- Born: 1976 (age 49–50) Gaithersburg, Maryland, United States
- Education: Emory University (BBA)
- Occupation: Entrepreneur
- Known for: Early investor in Bitcoin

= Barry Silbert =

American entrepreneur and investor (born 1976)

Barry Silbert (born 1976) is an American entrepreneur and investor, the founder and chief executive officer of Digital Currency Group (DCG).

Silbert founded the trading platform SecondMarket in 2004 and sold it to Nasdaq in 2015. He began buying bitcoin in 2012 and founded DCG in October 2015. He launched the decentralized artificial intelligence company Yuma in November 2024, and in August 2025 became chairman of DCG's subsidiary Grayscale Investments.

Since the 2022 collapse of DCG's lending subsidiary Genesis Global Capital, Silbert has been named personally in a civil fraud suit brought by the New York attorney general and in a federal investor class action, both of which survived motions to dismiss. DCG and former Genesis chief executive Michael Moro settled related charges with the U.S. Securities and Exchange Commission in January 2025 without admitting or denying the findings.

== Career ==
In 2004, Silbert founded SecondMarket, an online marketplace for shares in private technology companies. It was valued at $200 million in 2011 and was acquired by Nasdaq in 2015.

Silbert began buying bitcoin in 2012 and founded Digital Currency Group in October 2015. In November 2024 he announced the launch of Yuma, a decentralized artificial intelligence company. He has served as chairman of the board of Grayscale Investments, a DCG subsidiary, since August 2025, having previously held the role from February 2020 to December 2023.

== Genesis Global Capital collapse and litigation ==

=== Background ===
In June 2022, the hedge fund Three Arrows Capital, one of the largest borrowers of DCG's lending subsidiary Genesis Global Capital, defaulted on its loans, leaving Genesis with losses of more than $1.1 billion. DCG absorbed Genesis's losses through a $1.1 billion promissory note payable over ten years at 1 percent interest. Critics have alleged that Genesis carried the note at face value ($1.1 billion) as a current asset when its actual present value was approximately $300 million, characterizing this as accounting fraud. Genesis halted customer withdrawals in November 2022 and filed for Chapter 11 bankruptcy protection in January 2023. At the time of the halt, Genesis held roughly $900 million in assets from about 340,000 customers of a lending program launched in February 2021.

=== New York attorney general lawsuit ===
On October 19, 2023, New York Attorney General Letitia James filed a civil lawsuit against Genesis and DCG, naming Silbert and former Genesis chief executive Soichiro "Michael" Moro personally. The complaint alleged that they worked together to conceal Genesis's insolvency from investors and the public, including through the promissory note and a June 2022 statement describing the company's balance sheet as strong and its business as operating normally. The suit sought restitution, disgorgement and a ban on the defendants from the securities and commodities business in New York.

Genesis settled with the attorney general's office on February 8, 2024, while DCG and Silbert continued to face personal liability. The following day James filed an amended complaint raising the alleged investor losses from more than $1 billion to $3 billion, saying additional investors had come forward.

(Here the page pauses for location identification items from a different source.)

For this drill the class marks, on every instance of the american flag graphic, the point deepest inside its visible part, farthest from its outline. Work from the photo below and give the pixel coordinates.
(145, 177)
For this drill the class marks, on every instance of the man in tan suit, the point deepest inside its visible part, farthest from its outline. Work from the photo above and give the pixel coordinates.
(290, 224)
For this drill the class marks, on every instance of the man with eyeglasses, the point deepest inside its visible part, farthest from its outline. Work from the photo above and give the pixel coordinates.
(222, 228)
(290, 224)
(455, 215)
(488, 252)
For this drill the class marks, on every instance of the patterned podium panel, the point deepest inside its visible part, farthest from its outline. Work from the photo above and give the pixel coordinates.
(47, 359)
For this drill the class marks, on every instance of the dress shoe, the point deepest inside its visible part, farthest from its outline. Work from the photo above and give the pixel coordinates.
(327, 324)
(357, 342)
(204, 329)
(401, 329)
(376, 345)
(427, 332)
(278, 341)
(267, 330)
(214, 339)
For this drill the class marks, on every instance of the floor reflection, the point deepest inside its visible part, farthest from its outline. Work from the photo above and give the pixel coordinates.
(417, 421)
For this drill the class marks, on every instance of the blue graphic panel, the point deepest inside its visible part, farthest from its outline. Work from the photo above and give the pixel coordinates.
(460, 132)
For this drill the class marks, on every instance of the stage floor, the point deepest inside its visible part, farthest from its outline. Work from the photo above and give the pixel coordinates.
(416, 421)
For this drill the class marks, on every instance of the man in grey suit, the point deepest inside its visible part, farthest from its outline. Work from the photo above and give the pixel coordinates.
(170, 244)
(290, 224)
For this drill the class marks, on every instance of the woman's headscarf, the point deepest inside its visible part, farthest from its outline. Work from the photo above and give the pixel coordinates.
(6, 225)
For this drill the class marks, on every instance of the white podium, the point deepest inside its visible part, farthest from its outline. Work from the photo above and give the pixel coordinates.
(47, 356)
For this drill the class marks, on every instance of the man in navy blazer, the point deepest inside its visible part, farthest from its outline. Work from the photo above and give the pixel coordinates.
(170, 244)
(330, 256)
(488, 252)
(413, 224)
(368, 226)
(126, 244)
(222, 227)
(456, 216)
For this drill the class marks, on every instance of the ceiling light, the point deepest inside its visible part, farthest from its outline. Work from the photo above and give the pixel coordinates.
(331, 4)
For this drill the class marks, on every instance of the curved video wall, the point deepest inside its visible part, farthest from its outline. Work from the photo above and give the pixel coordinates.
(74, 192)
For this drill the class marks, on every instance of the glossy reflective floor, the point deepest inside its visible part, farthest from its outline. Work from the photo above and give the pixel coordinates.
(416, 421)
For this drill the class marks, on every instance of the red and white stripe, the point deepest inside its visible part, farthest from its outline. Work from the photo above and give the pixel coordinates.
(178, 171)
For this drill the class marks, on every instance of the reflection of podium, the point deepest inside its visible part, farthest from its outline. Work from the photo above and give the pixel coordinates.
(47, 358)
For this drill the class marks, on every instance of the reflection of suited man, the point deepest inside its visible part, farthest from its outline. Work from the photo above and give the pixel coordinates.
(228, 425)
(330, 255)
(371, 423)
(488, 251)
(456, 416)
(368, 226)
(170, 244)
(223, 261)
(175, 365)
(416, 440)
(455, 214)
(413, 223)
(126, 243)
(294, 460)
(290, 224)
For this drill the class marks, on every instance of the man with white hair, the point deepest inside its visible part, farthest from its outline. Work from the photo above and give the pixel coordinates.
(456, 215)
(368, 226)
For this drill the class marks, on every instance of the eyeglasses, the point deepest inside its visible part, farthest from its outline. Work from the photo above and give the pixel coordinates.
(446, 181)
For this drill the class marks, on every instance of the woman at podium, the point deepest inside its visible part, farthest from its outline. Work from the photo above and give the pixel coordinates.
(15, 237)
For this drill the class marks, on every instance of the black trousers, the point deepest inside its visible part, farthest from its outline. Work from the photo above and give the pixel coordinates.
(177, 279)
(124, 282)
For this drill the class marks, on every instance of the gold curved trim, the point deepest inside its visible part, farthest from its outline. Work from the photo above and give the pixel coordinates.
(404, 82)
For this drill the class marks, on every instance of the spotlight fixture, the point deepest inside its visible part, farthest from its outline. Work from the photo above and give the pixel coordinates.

The Genesis settlement, valued at $2 billion, was finalized in May 2024.

On April 9, 2025, Justice Melissa A. Crane of the New York Supreme Court denied the motions in most respects, sustaining the Martin Act and Executive Law fraud claims against DCG, Silbert and Moro while dismissing as duplicative two claims premised on violations of the New York Penal Law.

=== SEC settlement ===
On January 17, 2025, the U.S. Securities and Exchange Commission announced that DCG and Moro would pay a combined $38.5 million in civil penalties to settle charges that they misled investors about Genesis's financial condition after the Three Arrows default, in violation of the Securities Act of 1933. The SEC said the two had understated the impact of the loss in social media posts and presented a misleadingly favorable picture of the company's finances. DCG and Moro settled without admitting or denying the findings. The SEC settlement did not resolve allegations that DCG had used customer funds from Genesis for its own purposes.

=== Investor class action ===
Investors who had lent digital assets to Genesis through its Genesis Yield program brought a proposed securities class action against DCG, Silbert and other executives in the U.S. District Court for the District of Connecticut.

On February 24, 2026, Judge Stefan R. Underhill largely denied the defendants' motion to dismiss, finding that the plaintiffs had sufficiently alleged that Genesis Yield offered investments rather than ordinary commercial loans, bringing them within the scope of federal securities law, and that they had adequately supported claims for selling unregistered securities and for securities fraud.

== Wealth ==

Forbes estimated Silbert's net worth at $3.2 billion in 2022. He subsequently dropped off the magazine's billionaire rankings amid rising debts at DCG.